Что же такое все-таки есть наша память? Только что человек радовался образовавшемуся среди темного леса просвету – и вдруг что-то всплыло в проруби памяти, прорубленной в толстой корке льда, заметенной снегами… И вот уже человек испуган, раздавлен и боится хлынувшего света, что теперь слепит его до слез. Ему хочется заслониться от него, уйти в тень, забиться в угол, надеть черные очки, скрыться под маской, никабом, паранджой. Тот испуг вернулся искаженным эхом из детства – и перепутаны времена и даты: кажется, что снова кованые сапоги наступят на головки одуванчиков, припекаемые солнцем, но и это ничего не изменит… Одуванчики уже поседели. Их головы легки и пусты. Да, они будут вдавлены в глину – и из тоненькой трубочки стебля, наполненной белым молоком, которым так легко можно снимать отеки от осиных укусов, сок прольется не на больное место, а куда-нибудь на дождевого червяка или слизняка… А семена одуванчиков только быстрей полетят, ловко подхваченные легким ветром, чтобы поскорее осесть где-нибудь на другой поляне. И ничего не изменишь. Ход времени неотвратим, и его нельзя повернуть вспять, хотя кажется, что стрелки часов снова бегут по тому же кругу и завтра опять вернутся в ту точку, откуда они медленно, но неотвратимо удаляются.

17

Тот последний год был очень тяжелый. Мать начала слабеть, но даже не от болезней, просто организм исчерпал себя. Лидия Андреевна радовалась, что мама все еще себя обслуживает, но уже был заброшен огород и сад; покосившаяся изба, словно старуха горянка, пережившая всех своих сверстниц и давно отпраздновавшая свое столетие, вызывала щемящую жалость. Тем не менее мама всегда старалась Лиду накормить, готовила к ее приезду обед, налив полную тарелку супа, садилась напротив, подперев щеку, и смотрела, как дочь ест. Лидия Андреевна не очень-то это ценила и не совсем понимала, каких сил этот обед маме стоил. Поняла уже после, когда мамы не стало.
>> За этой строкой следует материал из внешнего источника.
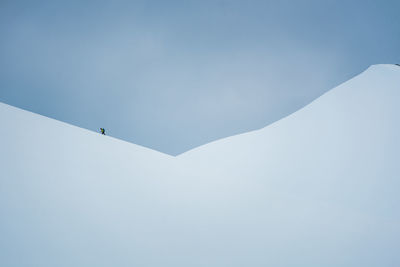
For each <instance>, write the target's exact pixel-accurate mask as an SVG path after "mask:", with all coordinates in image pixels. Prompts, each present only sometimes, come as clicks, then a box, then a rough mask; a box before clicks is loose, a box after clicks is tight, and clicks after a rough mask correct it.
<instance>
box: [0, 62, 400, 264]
mask: <svg viewBox="0 0 400 267" xmlns="http://www.w3.org/2000/svg"><path fill="white" fill-rule="evenodd" d="M399 103H400V68H399V67H398V66H395V65H377V66H372V67H370V68H369V69H368V70H367V71H366V72H364V73H362V74H361V75H359V76H357V77H356V78H354V79H352V80H350V81H348V82H347V83H345V84H343V85H341V86H339V87H337V88H335V89H333V90H331V91H330V92H328V93H327V94H325V95H323V96H322V97H320V98H319V99H317V100H316V101H314V102H313V103H311V104H310V105H308V106H307V107H305V108H303V109H301V110H299V111H298V112H296V113H294V114H292V115H290V116H288V117H287V118H284V119H282V120H280V121H278V122H276V123H274V124H272V125H270V126H268V127H266V128H264V129H261V130H258V131H254V132H250V133H246V134H242V135H238V136H234V137H230V138H226V139H222V140H219V141H216V142H213V143H210V144H208V145H205V146H202V147H199V148H197V149H194V150H192V151H189V152H187V153H185V154H182V155H181V156H179V157H176V158H174V157H171V156H168V155H165V154H162V153H159V152H156V151H152V150H149V149H146V148H143V147H140V146H136V145H133V144H130V143H126V142H123V141H120V140H117V139H114V138H110V137H108V136H101V135H99V134H96V133H93V132H90V131H86V130H83V129H80V128H77V127H74V126H70V125H67V124H65V123H61V122H58V121H55V120H52V119H48V118H45V117H42V116H39V115H36V114H33V113H29V112H26V111H23V110H20V109H16V108H13V107H10V106H8V105H5V104H0V125H1V126H2V127H1V129H2V130H1V133H0V177H1V178H0V266H173V267H176V266H216V267H217V266H218V267H220V266H304V267H312V266H349V267H350V266H351V267H353V266H363V267H367V266H387V267H391V266H393V267H394V266H400V254H399V253H398V247H400V212H399V208H398V207H399V205H400V196H399V193H398V191H399V188H400V178H399V177H400V166H399V164H398V161H399V160H398V159H399V158H400V152H399V151H400V142H399V138H398V137H399V136H400V126H399V125H400V124H399V122H400V119H399V114H400V112H399V111H400V107H399Z"/></svg>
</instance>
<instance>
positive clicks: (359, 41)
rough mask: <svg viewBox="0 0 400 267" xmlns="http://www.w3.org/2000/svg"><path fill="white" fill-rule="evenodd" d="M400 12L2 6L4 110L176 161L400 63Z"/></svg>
mask: <svg viewBox="0 0 400 267" xmlns="http://www.w3.org/2000/svg"><path fill="white" fill-rule="evenodd" d="M399 10H400V1H398V0H393V1H378V0H375V1H368V0H360V1H348V0H347V1H344V0H343V1H341V0H340V1H338V0H335V1H329V0H326V1H320V0H318V1H317V0H309V1H307V0H306V1H282V0H279V1H208V0H203V1H165V0H164V1H5V0H2V1H1V2H0V101H2V102H4V103H7V104H11V105H14V106H17V107H21V108H24V109H28V110H30V111H33V112H36V113H40V114H43V115H46V116H49V117H53V118H56V119H58V120H62V121H65V122H69V123H72V124H74V125H77V126H81V127H84V128H87V129H91V130H94V131H98V128H100V127H104V128H105V129H106V131H107V133H108V134H109V135H112V136H115V137H118V138H121V139H124V140H127V141H131V142H133V143H136V144H140V145H144V146H147V147H150V148H153V149H156V150H159V151H162V152H165V153H169V154H178V153H181V152H184V151H186V150H188V149H190V148H193V147H195V146H198V145H201V144H204V143H207V142H209V141H212V140H215V139H219V138H222V137H226V136H229V135H233V134H237V133H240V132H245V131H249V130H253V129H258V128H261V127H263V126H266V125H268V124H269V123H271V122H273V121H276V120H277V119H279V118H281V117H283V116H285V115H287V114H290V113H291V112H293V111H295V110H297V109H298V108H300V107H302V106H304V105H305V104H307V103H309V102H310V101H311V100H313V99H315V98H316V97H318V96H319V95H321V94H322V93H324V92H326V91H327V90H329V89H331V88H332V87H334V86H336V85H338V84H340V83H342V82H344V81H346V80H347V79H349V78H351V77H353V76H354V75H356V74H358V73H360V72H361V71H363V70H364V69H365V68H367V67H368V66H369V65H371V64H376V63H398V62H400V16H399V15H398V11H399ZM0 116H1V114H0ZM27 130H28V131H34V129H27Z"/></svg>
Мама стала все забывать. У нее никогда не было такого склероза, как у соседок, которые не узнавали своих близких. Нет. Но она спокойно могла потерять какую-нибудь вещь, скажем, ячейку из-под яиц, и это вызывало у нее гипертрофированную тревожность. Она начинала подозревать свою соседку, которая приходила к ней пару дней назад в гости. Однажды она забыла на столе пакет с остатками еды, что приготовила снести на помойку, и с недоумением на него смотрела, решив, что на сей раз ее соседка пакет этот ей оставила.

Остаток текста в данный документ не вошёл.